How to Manage Pests

UC Pest Management Guidelines

Apricot

Powdery Mildew

Pathogens: Sphaerotheca pannosa and Podosphaera tridactyla

(Reviewed 10/14, updated 10/14)

In this Guideline:


SYMPTOMS AND SIGNS

Powdery mildew appears as weblike white growth on fruit, leaves, and stems. Older lesions on fruit are scabby and form red or purple splotches.

COMMENTS ON THE DISEASE

Sphaerotheca pannosa causes mildew on fruit and leaves in the spring; Podosphaera tridactyla attacks leaves in the summer and fall. Sphaerotheca pannosa does not overwinter on apricot. The primary inoculum originates most likely from infected roses in spring.

MANAGEMENT

Remove nearby roses to reduce sources of inoculum.

Begin applications at full bloom and treat through fruit development as needed; early applications are most effective. Fruit becomes resistant to new infections after pit-hardening, but previous infections may still be active.

Common name Amount per acre REI‡ PHI‡
(Example trade name)   (hours) (days)

UPDATED: 10/14
Calculate impact of pesticide on air quality
When choosing a pesticide, consider its usefulness in an IPM program by reviewing the pesticide's properties, efficacy, application timing, and information relating to resistance management, honey bees, and environmental impact.
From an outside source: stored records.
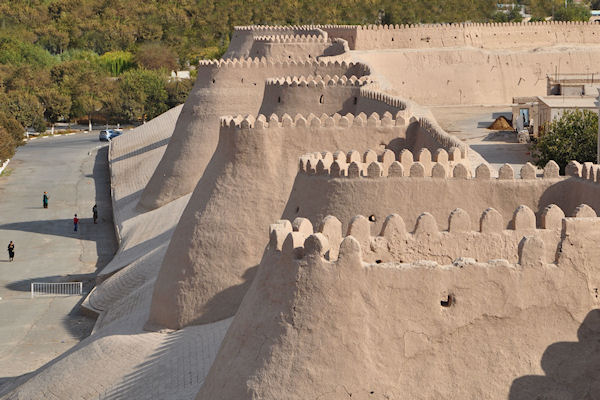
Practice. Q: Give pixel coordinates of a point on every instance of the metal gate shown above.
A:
(56, 289)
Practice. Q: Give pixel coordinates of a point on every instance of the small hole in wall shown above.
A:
(448, 301)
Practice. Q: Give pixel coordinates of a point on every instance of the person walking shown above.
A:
(11, 251)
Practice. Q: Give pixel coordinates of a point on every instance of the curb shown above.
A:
(4, 165)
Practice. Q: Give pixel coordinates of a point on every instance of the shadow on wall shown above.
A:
(572, 369)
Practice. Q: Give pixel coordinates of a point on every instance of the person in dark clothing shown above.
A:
(11, 251)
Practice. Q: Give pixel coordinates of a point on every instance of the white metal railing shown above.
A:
(56, 289)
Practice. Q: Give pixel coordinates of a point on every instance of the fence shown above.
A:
(56, 289)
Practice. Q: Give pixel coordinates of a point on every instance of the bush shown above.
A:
(572, 136)
(16, 52)
(117, 62)
(156, 56)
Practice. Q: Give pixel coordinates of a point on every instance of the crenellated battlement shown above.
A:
(264, 62)
(441, 164)
(319, 81)
(288, 39)
(522, 241)
(588, 171)
(481, 35)
(313, 121)
(373, 93)
(275, 28)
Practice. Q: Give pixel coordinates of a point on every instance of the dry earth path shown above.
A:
(74, 171)
(469, 123)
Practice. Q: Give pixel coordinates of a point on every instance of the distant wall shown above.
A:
(448, 76)
(224, 87)
(289, 47)
(486, 36)
(243, 37)
(481, 35)
(246, 184)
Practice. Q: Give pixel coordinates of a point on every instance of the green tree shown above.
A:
(117, 62)
(84, 83)
(143, 94)
(572, 136)
(7, 145)
(178, 91)
(26, 109)
(57, 105)
(156, 56)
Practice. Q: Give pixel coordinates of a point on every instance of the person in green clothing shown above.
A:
(11, 251)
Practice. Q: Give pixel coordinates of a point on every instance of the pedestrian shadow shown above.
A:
(55, 227)
(572, 369)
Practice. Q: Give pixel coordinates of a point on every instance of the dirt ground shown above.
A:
(469, 123)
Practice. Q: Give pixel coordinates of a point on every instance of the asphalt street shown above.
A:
(74, 171)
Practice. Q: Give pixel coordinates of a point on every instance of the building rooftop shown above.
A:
(569, 101)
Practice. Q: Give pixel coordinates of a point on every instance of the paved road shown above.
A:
(74, 171)
(469, 123)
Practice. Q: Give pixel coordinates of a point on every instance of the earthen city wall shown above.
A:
(441, 323)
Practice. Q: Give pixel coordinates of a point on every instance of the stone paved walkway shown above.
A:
(74, 171)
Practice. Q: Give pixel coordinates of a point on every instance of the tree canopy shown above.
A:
(62, 60)
(572, 136)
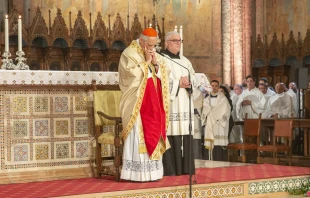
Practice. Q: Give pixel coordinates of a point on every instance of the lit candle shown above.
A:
(181, 36)
(20, 34)
(6, 33)
(176, 28)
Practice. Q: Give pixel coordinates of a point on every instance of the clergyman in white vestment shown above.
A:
(280, 104)
(176, 160)
(215, 116)
(144, 106)
(251, 101)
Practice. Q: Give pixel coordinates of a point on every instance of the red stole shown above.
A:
(153, 115)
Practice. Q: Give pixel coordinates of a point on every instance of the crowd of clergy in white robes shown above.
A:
(214, 108)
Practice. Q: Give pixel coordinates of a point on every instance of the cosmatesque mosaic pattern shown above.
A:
(276, 185)
(211, 191)
(45, 128)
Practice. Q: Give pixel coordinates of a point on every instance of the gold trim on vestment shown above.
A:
(136, 109)
(159, 150)
(165, 92)
(142, 145)
(211, 141)
(161, 146)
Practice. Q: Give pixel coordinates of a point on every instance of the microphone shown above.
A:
(190, 90)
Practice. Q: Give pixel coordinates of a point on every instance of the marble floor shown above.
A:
(215, 164)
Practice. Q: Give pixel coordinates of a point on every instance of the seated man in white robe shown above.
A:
(251, 102)
(215, 116)
(265, 131)
(280, 104)
(143, 80)
(298, 103)
(236, 132)
(265, 82)
(198, 97)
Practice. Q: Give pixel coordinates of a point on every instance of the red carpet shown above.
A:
(93, 185)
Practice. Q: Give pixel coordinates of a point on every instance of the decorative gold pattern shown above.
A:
(137, 107)
(211, 141)
(159, 150)
(142, 146)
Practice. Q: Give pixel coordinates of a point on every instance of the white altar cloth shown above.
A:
(47, 77)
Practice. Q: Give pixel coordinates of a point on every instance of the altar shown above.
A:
(46, 123)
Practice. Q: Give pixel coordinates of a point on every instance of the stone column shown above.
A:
(259, 18)
(226, 4)
(236, 41)
(247, 33)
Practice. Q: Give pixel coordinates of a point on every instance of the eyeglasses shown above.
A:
(176, 41)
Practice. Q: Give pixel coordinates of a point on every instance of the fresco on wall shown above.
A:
(194, 15)
(286, 15)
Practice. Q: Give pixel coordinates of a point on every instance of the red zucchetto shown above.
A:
(150, 32)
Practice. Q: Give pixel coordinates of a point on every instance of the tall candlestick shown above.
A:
(181, 36)
(6, 33)
(20, 34)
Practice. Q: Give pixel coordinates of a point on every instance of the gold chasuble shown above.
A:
(145, 96)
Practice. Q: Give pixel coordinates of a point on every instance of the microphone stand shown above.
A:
(190, 91)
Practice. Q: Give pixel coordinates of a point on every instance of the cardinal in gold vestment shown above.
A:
(144, 105)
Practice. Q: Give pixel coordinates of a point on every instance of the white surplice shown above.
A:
(280, 104)
(236, 131)
(257, 103)
(267, 96)
(179, 97)
(198, 97)
(215, 116)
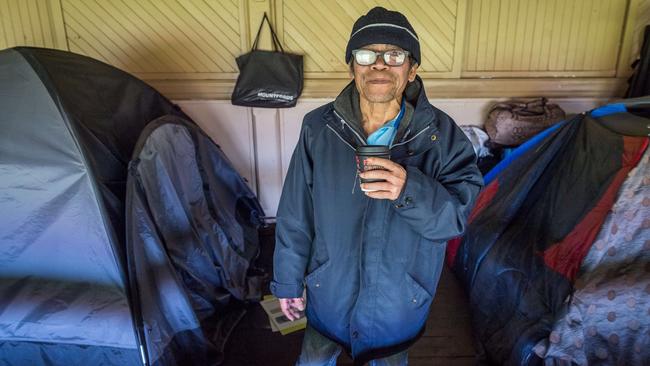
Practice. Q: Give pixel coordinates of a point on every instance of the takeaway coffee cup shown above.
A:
(371, 151)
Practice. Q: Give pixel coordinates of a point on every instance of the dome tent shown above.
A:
(69, 126)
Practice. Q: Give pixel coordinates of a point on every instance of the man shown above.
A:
(371, 258)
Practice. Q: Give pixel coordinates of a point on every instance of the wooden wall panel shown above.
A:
(31, 23)
(185, 37)
(470, 48)
(538, 38)
(320, 30)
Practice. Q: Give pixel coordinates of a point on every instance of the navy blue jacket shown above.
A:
(371, 266)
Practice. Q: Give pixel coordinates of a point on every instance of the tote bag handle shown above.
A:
(276, 41)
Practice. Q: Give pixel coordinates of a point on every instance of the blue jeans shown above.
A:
(318, 350)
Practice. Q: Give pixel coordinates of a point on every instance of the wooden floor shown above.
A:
(447, 340)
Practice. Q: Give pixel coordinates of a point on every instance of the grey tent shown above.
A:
(68, 128)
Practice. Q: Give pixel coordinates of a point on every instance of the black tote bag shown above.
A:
(268, 79)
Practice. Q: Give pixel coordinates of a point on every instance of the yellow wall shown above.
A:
(470, 48)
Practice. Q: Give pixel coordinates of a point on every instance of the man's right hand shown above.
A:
(291, 307)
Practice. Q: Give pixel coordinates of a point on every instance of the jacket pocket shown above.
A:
(418, 296)
(313, 279)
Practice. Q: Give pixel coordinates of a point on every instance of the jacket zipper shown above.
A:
(412, 138)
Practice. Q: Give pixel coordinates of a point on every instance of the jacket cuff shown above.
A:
(286, 291)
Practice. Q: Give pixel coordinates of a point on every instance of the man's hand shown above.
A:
(291, 307)
(394, 176)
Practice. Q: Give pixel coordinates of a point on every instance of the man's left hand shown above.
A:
(394, 176)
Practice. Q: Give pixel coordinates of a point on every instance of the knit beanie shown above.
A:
(383, 26)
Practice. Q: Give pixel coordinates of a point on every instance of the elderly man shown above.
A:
(371, 258)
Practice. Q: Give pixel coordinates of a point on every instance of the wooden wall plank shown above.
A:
(558, 37)
(184, 44)
(31, 23)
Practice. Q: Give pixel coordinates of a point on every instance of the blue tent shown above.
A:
(68, 128)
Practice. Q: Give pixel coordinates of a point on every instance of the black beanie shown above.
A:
(383, 26)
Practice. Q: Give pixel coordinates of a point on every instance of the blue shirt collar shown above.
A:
(386, 133)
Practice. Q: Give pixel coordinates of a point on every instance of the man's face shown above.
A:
(380, 83)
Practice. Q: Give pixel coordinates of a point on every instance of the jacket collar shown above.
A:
(417, 114)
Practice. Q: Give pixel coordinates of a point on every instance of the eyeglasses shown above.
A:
(390, 57)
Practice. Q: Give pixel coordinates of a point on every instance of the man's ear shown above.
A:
(413, 71)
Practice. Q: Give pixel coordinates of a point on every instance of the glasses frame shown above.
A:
(381, 54)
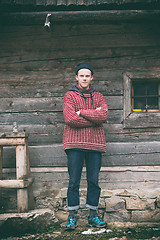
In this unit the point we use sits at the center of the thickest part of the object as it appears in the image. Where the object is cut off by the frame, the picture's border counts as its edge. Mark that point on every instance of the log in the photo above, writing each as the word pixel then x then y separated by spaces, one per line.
pixel 21 171
pixel 12 141
pixel 1 157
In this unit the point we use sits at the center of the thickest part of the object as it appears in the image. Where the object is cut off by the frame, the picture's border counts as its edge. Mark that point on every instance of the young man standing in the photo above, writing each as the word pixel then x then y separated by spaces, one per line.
pixel 84 112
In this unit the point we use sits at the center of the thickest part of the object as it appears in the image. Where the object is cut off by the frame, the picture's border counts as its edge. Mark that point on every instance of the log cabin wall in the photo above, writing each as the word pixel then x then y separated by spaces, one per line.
pixel 37 68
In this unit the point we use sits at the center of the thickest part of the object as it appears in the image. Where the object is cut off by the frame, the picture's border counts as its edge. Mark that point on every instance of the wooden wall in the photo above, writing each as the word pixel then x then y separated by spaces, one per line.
pixel 37 68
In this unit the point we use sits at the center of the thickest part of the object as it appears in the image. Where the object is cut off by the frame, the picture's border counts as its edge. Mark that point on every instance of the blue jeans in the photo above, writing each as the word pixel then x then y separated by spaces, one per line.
pixel 75 165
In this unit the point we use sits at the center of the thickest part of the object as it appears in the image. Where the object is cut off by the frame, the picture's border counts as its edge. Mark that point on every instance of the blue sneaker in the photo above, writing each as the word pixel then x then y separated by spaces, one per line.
pixel 97 222
pixel 71 223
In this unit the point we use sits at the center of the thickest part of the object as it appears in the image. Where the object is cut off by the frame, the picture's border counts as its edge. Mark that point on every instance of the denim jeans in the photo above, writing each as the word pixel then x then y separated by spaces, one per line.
pixel 76 160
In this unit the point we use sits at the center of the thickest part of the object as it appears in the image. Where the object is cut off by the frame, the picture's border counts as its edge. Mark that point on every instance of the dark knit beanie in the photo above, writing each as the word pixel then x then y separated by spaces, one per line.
pixel 84 65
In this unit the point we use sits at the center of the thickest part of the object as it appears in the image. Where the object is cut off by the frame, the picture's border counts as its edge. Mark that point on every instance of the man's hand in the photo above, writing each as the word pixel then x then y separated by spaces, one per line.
pixel 78 112
pixel 99 108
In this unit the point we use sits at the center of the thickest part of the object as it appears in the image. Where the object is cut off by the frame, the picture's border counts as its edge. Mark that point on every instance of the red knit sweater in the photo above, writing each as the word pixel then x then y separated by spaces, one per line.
pixel 85 131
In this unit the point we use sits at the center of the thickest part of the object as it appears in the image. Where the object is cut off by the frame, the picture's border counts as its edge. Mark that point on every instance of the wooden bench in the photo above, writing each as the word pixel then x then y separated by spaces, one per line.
pixel 23 180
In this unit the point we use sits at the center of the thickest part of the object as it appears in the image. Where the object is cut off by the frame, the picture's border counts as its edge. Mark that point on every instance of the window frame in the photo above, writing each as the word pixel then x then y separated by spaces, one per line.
pixel 138 119
pixel 145 96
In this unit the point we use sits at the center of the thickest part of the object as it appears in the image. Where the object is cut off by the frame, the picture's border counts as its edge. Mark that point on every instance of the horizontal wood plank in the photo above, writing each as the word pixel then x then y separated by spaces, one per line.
pixel 118 154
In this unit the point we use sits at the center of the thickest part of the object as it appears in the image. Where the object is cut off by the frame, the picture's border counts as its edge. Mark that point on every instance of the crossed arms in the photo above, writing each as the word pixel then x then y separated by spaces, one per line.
pixel 84 117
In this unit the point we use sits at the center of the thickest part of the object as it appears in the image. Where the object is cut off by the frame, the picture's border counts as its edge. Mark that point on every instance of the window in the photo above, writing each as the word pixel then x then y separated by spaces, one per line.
pixel 145 96
pixel 141 100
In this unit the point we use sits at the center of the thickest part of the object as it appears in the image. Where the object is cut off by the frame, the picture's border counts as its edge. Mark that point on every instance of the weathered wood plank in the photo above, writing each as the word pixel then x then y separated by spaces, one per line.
pixel 15 183
pixel 47 104
pixel 118 154
pixel 52 133
pixel 12 141
pixel 1 159
pixel 21 172
pixel 142 120
pixel 46 118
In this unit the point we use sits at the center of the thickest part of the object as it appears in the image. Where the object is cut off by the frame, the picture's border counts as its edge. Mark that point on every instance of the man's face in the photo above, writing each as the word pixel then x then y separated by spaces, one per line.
pixel 84 78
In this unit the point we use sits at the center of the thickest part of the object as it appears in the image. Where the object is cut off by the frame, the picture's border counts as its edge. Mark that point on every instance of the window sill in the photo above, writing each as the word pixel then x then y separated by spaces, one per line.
pixel 142 120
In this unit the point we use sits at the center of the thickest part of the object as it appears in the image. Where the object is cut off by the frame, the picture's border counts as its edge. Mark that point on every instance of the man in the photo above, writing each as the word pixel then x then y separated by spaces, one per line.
pixel 84 112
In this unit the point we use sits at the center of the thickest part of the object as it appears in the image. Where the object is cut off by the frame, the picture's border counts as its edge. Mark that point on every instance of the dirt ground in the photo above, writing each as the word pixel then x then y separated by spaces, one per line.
pixel 80 233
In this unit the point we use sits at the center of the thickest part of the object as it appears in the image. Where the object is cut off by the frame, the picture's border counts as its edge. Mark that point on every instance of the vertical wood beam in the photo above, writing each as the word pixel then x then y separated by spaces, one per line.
pixel 30 190
pixel 21 172
pixel 1 158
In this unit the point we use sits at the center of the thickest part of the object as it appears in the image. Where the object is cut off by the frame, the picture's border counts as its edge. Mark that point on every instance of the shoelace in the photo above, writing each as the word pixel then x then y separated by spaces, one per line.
pixel 71 221
pixel 97 219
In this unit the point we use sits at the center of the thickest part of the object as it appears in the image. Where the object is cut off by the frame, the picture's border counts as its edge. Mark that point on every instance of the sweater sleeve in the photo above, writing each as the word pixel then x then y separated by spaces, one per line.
pixel 97 116
pixel 71 117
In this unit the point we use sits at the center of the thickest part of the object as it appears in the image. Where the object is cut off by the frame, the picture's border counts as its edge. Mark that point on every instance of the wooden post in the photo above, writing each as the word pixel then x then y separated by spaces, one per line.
pixel 21 171
pixel 1 158
pixel 30 190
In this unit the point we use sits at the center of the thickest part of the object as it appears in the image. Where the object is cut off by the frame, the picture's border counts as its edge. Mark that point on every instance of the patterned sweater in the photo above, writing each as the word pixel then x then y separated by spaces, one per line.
pixel 84 131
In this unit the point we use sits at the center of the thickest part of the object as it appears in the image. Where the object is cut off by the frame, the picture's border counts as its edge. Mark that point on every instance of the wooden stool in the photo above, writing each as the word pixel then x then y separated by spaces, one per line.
pixel 23 181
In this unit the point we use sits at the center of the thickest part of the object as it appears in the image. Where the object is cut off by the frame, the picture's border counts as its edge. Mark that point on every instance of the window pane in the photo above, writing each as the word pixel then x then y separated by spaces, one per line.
pixel 152 103
pixel 140 103
pixel 139 89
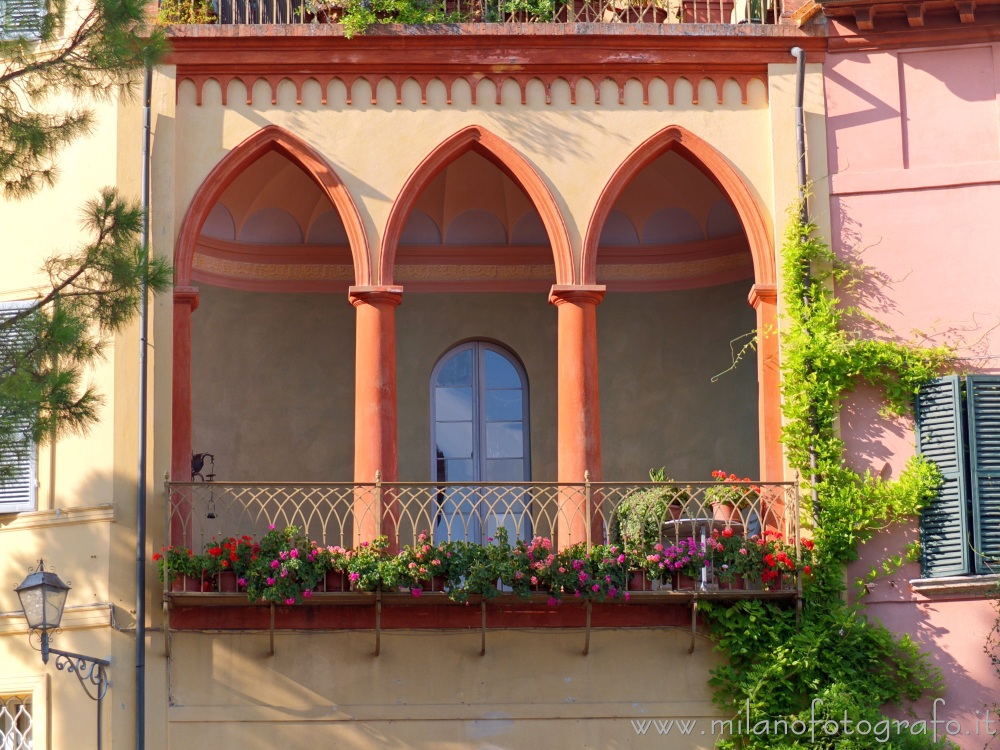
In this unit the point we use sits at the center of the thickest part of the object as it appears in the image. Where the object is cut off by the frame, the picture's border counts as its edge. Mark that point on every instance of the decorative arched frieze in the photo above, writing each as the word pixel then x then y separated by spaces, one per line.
pixel 504 157
pixel 270 138
pixel 498 79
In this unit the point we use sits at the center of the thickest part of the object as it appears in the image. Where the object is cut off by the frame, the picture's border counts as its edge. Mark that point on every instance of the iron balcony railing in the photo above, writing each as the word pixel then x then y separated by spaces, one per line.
pixel 516 11
pixel 593 512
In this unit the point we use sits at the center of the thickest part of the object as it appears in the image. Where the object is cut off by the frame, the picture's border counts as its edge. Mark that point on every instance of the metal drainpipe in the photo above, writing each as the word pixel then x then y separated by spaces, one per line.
pixel 800 153
pixel 140 537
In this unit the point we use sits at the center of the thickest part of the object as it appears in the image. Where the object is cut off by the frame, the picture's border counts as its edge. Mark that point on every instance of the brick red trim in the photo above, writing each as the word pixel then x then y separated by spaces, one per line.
pixel 506 158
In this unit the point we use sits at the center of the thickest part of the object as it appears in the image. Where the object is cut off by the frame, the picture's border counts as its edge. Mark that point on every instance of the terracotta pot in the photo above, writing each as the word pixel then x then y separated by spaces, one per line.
pixel 637 581
pixel 683 582
pixel 736 584
pixel 723 512
pixel 189 583
pixel 335 580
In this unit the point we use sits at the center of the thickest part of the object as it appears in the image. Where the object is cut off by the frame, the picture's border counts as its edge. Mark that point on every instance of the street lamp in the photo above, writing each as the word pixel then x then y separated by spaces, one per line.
pixel 43 597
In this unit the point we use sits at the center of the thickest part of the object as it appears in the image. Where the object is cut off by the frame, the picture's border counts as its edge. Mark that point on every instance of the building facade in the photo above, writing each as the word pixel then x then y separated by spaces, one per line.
pixel 524 253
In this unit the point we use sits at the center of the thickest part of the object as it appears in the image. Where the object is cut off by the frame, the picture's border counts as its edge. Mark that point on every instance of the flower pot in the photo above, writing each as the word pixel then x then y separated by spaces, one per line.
pixel 736 583
pixel 684 582
pixel 335 580
pixel 723 512
pixel 637 581
pixel 189 584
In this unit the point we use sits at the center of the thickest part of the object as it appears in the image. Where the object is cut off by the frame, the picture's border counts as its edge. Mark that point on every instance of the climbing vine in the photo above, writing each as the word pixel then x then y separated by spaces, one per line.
pixel 830 665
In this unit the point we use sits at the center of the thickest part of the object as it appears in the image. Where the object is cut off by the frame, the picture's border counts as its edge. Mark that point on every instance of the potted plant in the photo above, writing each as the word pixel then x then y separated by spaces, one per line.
pixel 286 570
pixel 638 520
pixel 182 570
pixel 370 567
pixel 730 495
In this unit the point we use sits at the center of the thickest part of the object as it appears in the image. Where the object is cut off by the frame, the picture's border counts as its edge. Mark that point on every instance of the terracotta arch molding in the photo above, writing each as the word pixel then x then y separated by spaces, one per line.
pixel 270 138
pixel 714 166
pixel 506 158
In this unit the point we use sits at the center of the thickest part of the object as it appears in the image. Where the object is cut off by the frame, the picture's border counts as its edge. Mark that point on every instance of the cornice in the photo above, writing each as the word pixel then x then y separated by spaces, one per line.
pixel 911 22
pixel 496 52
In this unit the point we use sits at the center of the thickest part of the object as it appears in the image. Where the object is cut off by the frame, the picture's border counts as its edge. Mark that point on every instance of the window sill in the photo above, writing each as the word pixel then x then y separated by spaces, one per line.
pixel 956 585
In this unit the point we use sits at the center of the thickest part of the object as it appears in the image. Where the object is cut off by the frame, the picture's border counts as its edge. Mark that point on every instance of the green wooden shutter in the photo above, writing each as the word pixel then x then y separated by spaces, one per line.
pixel 17 492
pixel 944 539
pixel 983 394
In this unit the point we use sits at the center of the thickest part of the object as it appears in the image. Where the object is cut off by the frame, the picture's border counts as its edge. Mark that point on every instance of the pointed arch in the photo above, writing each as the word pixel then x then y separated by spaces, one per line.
pixel 506 158
pixel 300 153
pixel 714 166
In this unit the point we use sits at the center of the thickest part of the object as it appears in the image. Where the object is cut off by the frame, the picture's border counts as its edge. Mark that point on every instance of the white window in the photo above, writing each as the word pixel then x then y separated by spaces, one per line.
pixel 18 488
pixel 479 433
pixel 21 19
pixel 15 722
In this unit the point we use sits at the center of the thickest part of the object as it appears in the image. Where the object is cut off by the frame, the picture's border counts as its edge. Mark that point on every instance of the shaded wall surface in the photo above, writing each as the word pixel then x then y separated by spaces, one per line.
pixel 273 380
pixel 531 689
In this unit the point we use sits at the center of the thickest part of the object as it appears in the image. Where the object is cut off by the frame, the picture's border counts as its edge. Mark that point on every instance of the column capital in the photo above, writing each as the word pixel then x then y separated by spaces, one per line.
pixel 762 293
pixel 375 295
pixel 187 295
pixel 577 293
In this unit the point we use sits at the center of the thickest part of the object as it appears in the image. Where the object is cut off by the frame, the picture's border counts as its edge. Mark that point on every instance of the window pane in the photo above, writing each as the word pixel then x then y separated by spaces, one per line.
pixel 504 470
pixel 455 471
pixel 504 440
pixel 504 406
pixel 453 404
pixel 457 370
pixel 454 440
pixel 500 373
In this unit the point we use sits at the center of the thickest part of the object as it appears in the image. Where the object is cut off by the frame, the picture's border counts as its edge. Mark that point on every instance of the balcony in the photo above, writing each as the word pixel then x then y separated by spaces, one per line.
pixel 237 12
pixel 642 518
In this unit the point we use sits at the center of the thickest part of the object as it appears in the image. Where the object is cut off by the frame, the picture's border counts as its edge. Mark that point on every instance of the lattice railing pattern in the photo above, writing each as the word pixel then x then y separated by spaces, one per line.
pixel 342 514
pixel 15 723
pixel 516 11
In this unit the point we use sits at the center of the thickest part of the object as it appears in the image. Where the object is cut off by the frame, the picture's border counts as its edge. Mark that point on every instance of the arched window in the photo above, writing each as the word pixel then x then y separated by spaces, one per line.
pixel 479 433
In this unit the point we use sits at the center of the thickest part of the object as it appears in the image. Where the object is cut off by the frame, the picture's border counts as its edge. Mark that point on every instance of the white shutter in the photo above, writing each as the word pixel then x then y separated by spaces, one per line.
pixel 20 492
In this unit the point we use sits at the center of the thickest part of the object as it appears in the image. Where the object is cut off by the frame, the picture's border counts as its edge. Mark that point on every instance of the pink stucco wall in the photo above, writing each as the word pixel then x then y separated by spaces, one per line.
pixel 915 192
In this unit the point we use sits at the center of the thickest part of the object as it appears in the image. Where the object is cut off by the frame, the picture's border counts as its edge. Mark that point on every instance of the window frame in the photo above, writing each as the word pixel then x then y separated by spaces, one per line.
pixel 952 416
pixel 25 488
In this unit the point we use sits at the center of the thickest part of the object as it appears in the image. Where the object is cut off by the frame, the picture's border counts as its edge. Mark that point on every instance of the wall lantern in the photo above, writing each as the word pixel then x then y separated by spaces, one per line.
pixel 43 597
Not all registered pesticides are listed. Always read the label of the product being used.
 
Caution: Never apply sulfur to apricot trees or captan to apricot fruit.
 
A. PENTHIOPYRAD
  (Fontelis) 14–20 fl oz 12 0
  MODE-OF-ACTION GROUP NAME (NUMBER1): Succinate dehydrogenase inhibitors (7)
  COMMENTS: Resistance warning: do not make more than two consecutive applications and no more than 61 fl oz/acre per year of Fontelis or other succinate dehydrogenase inhibitors fungicide.
 
B. QUINOXYFEN
  (Quintec) 7 fl oz 12 7
  MODE-OF-ACTION GROUP NAME (NUMBER1): Quinoline (13)
  COMMENTS: Use allowed under a Supplemental Label.
 
C. PYRACLOSTROBIN / FLUXAPYRAXAD
  (Merivon) 4–6.7 fl oz 12 0
  MODE-OF-ACTION GROUP NAME (NUMBER1): Quinone outside inhibitor (11) and Succinate dehydrogenase inhibitors (7)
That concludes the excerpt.